# Pressure washer with HOT water? Which and how much??



## DanHawkes (Feb 28, 2011)

Hi Guys,

First question ever posted so please be gentle.

I'm quite into this detailing lark. I enjoy keeping the evo looking top. I've got a hose attached foam lance but it doesn't seem to make much foam.

I was thinking about investing in a pressure washer. But I would like to get one that produces hot water. Does such a miracle item exist and if so which one to get and how much will it cost me for one that will last.

Any help appreciated.


----------



## alan_mcc (Oct 28, 2008)

It'd be easier to run hot water through it, rather than one that creates hot water. I think they are powered by diesel and so very expensive.

Most PW's will take 60 degrees celcius comfortably - any more than that and you'll start to affect waxes/sealants too I imagine. Hot foam = win!


----------



## JakeWhite (Oct 14, 2011)

Not sure about the ones that actually turn cold to hot, but I just run my hose from the hot tap which produces hot water from the Pressure Washer


----------



## diddymonster (Oct 10, 2010)

Most domestic pressure washers will not be too keen on having any sort of hot water put through the, as it turns the o rings in the pump brittle which eventually will lead to pump failure, you can buy o rings which are designed for hot water which you could change the standard ones for but it's a PITA if you don't know what your doing!! 

Machine mart sell a small electric powered hot water pressure washer under the Clarke brand but it is around £450 new off the top of my head, eBay is your best bet to be perfectly honest, 

My hot water pressure washer cost £9000 new but I got it 2 years old off eBay for £1000!!


----------



## Bero (Mar 9, 2008)

As mentioned pipe your PW up to your hot water tap.

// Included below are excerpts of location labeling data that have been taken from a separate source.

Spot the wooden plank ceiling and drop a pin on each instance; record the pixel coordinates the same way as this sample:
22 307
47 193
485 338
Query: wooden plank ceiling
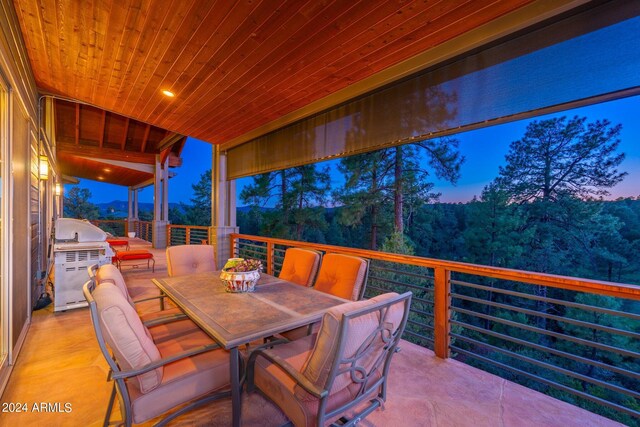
103 146
233 65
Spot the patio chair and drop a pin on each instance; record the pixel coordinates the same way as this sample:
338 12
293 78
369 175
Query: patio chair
109 273
152 377
344 276
300 266
190 259
341 374
340 275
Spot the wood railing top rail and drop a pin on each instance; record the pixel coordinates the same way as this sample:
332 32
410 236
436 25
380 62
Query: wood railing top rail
620 290
193 227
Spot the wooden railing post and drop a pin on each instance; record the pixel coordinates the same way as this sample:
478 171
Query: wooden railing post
232 246
442 311
270 258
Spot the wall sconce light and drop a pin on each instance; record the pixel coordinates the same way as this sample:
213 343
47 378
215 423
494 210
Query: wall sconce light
44 167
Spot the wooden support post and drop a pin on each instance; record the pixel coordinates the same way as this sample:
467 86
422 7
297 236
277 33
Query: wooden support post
123 143
442 311
270 258
77 124
232 247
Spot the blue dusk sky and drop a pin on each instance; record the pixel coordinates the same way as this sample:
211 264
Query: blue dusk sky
484 150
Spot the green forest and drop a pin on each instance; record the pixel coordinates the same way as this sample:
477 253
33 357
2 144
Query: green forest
545 211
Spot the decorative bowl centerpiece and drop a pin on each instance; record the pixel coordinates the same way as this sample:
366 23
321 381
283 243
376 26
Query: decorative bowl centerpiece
241 275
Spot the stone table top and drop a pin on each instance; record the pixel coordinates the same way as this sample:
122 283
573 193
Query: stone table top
233 319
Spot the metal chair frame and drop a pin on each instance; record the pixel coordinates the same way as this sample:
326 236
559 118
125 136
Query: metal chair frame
312 280
120 376
357 374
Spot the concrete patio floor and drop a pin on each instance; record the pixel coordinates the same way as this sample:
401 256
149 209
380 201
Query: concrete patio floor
61 363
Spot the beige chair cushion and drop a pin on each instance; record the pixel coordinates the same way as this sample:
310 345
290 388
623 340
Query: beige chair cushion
110 273
317 367
341 275
313 355
128 338
280 388
190 259
300 266
183 380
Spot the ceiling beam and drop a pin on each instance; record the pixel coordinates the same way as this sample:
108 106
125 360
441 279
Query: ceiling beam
77 124
113 154
102 126
164 155
66 179
140 167
149 182
124 136
482 35
168 141
145 138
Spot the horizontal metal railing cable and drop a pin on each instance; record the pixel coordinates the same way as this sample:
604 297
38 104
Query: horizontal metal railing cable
419 324
414 298
561 319
404 273
549 350
547 382
418 336
250 245
549 366
530 328
244 251
422 313
547 299
619 290
465 305
398 283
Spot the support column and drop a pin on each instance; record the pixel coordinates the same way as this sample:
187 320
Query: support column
135 204
130 224
159 216
223 207
165 191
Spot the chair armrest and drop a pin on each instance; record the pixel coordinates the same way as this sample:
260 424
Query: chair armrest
164 361
149 299
165 319
285 367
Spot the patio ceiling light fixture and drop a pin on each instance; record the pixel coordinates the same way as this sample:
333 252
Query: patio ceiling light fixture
43 168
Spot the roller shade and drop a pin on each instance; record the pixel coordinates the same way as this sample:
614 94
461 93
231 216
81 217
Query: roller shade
590 54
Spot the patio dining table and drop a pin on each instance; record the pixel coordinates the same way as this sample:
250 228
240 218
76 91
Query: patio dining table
235 319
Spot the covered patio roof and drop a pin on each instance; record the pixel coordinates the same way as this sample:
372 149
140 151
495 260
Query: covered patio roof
235 67
103 146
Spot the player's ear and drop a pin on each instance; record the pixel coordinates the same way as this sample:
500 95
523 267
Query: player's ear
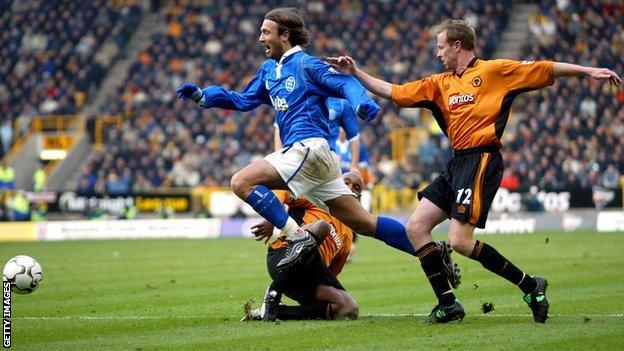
457 45
286 35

Karcher say they're good for 60deg, that should not affect o-rings or seals too badly.

The alternative is a hot PW but that's going to be >>£1000.


----------



## masammut (Jul 13, 2011)

Was thinking of doing just that- install a water heater in my garage and mix in the hot water to the inlet of the PW. My PW is a 130bar 10yo Lavor, and even that is specified to max 60deg water inlet. I'm gonna try it and see what happens. I already changed the o-rings myself on this PW and it was a doddle to do.


----------



## damjohn (May 11, 2010)

*Air in hot water*

be carefull using warm or hot water through a pressure washer, because there is air in warm or hot water and that will cause the pump cavation on the pump and damages the pump seals easy, just like running short of water on the pump.


----------



## Clark @ PB (Mar 1, 2006)

We've got a Karcher hot washer that runs on diesel or kerosene,had it a good few years now and couldn't be without it. Cost is approx £1,500 if I remember correctly.


----------



## amiller (Jan 1, 2009)

I have a Lavor Missouri which is incredible! About £1,000 new and very very good quality. 

Really is night and day cold water versus hot water. :thumb:


----------



## Franzpan (Mar 2, 2009)

I wouldnt run any decent powered pressure washer from a gravity fed hot tap. I doubt there would be enough flow to avoid straining the motor. 

Hot washers really are the nuts, I use a Karcher one at work, dosent use much diesel either especially when you only have it set about 40-50 degreese for washing cars. Having instant scorching water for your buckets is a luxury.


----------



## Bertie123 (Apr 24, 2009)

You could install a thermostatic mixing valve to blend hot and cold water to your outside tap.

http://www.ebay.co.uk/sch/i.html?_nkw=thermostatic+mixing+valve&_frs=1&_sop=2&_trksid=p3286.c0.m359










pic from http://en.wikipedia.org/wiki/Thermostatic_mixing_valve


----------



## Nikolas (Mar 18, 2012)

In my house soon we will install a solar boiler( if that is the word) and i think its the perfect time to install also an extension for hot water to go on the yard, so the installation is like boiler->(hot water)pipe->tap->pressure washer? There has to be some kind of a compressor in order to increase the bar pressure for the pressure washer?(Because i've heard that water overflows from boiler or something) Thank you!


----------



## Mike steele (Jul 14, 2007)

This is what I did http://www.detailingworld.co.uk/forum/showthread.php?t=256404&highlight=thermastatic+valve Works a treat!


----------



## Nikolas (Mar 18, 2012)

Thank you very much mate!


----------



## walker1967 (Sep 12, 2010)

On this site it says you can make any of these machines run hot water using a hot box?

http://www.malcleanse.co.uk/static/ELECTRIC_PRESSURE_WASHER__Guide


----------